Human Rights Defender Explains Effects of Video showcasing Civilian Massacre

Since The Guardian published the video a few days ago, showcasing massacres by the Syrian regime, it caused worldwide criticism from many while others expressed how helpless the case is due to world’s silence on punishing Assad for such crimes.

Feeling hopeless has become prevalent among most, mainly because of the way the international community dealt with dozens of files regarding violations that were documented with images and testimonies.

The massacre that took place in 2013, revealed by the Guardian’s investigation with images and the names and faces of the perpetrators, is the latest documentation related to the violations committed by the regime forces against the opposition, as well as civilians, in Syria.

The Syrian Network for Human Rights, has documented many of these violations and crimes over the past years, to the extent that it has become a reference for a number of international human rights organizations.

The betrayal expressed by Syrians, opposed to the regime, for years has rather reduced the impact of any violation revealed, whether at the political or judicial level, which is now confined mainly to European countries, such as Germany and others.

Director at the Syrian Network for Human Rights, Abdel-Ghani, explained this in an interview with al-Hurra agency: “We do not want to reach political nihilism and passive nihilism. Achieving the solidarity massacre is of a high level of importance”.
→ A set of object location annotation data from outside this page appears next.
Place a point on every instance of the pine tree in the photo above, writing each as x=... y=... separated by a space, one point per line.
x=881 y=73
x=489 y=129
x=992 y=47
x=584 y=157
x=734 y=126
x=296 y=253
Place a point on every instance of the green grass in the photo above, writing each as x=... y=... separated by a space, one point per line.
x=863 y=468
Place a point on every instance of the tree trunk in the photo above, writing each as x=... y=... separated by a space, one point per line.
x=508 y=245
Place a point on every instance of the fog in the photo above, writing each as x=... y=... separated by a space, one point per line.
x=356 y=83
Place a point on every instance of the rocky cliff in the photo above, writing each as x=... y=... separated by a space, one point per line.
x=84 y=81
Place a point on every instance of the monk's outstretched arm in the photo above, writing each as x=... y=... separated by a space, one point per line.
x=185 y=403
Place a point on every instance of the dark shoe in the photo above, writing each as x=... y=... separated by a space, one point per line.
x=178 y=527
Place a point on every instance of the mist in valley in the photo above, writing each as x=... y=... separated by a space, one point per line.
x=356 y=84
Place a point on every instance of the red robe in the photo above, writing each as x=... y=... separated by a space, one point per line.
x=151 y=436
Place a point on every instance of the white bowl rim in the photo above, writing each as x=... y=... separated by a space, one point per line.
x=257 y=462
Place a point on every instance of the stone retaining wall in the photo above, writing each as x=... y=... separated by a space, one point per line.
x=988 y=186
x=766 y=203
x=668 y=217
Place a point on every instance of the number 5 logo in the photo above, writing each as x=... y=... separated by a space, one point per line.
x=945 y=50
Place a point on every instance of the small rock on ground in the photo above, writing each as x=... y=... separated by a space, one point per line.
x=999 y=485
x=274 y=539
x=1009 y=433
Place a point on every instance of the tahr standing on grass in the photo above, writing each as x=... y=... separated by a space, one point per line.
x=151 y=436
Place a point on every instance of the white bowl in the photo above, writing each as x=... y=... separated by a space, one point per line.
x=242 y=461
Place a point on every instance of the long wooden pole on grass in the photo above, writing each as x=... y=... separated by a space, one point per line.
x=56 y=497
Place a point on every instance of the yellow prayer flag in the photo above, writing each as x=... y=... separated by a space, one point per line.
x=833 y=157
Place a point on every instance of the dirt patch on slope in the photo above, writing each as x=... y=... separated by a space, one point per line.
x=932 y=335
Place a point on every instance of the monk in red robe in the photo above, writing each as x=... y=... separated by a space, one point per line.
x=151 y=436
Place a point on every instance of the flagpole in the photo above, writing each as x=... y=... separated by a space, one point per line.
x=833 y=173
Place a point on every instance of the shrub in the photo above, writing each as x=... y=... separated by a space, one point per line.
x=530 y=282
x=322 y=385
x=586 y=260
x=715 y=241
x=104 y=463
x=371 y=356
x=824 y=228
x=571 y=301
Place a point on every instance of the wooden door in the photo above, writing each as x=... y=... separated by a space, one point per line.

The Syrian human rights defender believes that “to achieve something in the political level is more important than the judicial level”, considering that the judicial process is limited.

The Syrian human rights defender adds that the disclosure of the massacre will also constitute “a political embarrassment’ for anyone that reaches out to shake hands with the head of the regime, Bashar al-Assad”.

According to the newspaper’s investigation, prepared by researchers Ansar Shahoud and Ugur Umit Ungor, who work at the Center for the Holocaust and Genocide at the University of Amsterdam, the main perpetrator of the massacre in the Tadamon neighborhood in 2013 was the regime’s intelligence agent, Amjad Yusef.

After 2011, Youssef was employed as a non-commissioned officer, an investigator, in the District Branch or Branch 227, which is a branch of Military Security, the Military Intelligence Division.

The video showed how Youssef was taking people, blindfolded and handcuffed, to the brink of a pit and then pushing them to it and shooting them in the heads and all over the bodies.

A spokesman for the US State Department mentioned that the United States was committed to holding the regime accountable for the atrocities it committed against its people.

He added that the ministry commends the efforts of those who work to bring Assad and his regime to justice and often put their lives at risk.

“Without accountability, there can be no lasting solution to the conflict. We support the important role of the investigation committee and the international, impartial and independent mechanism. Moreover, we welcome the continued efforts of national courts to investigate and prosecute crimes within their jurisdiction committed in Syria,” he said.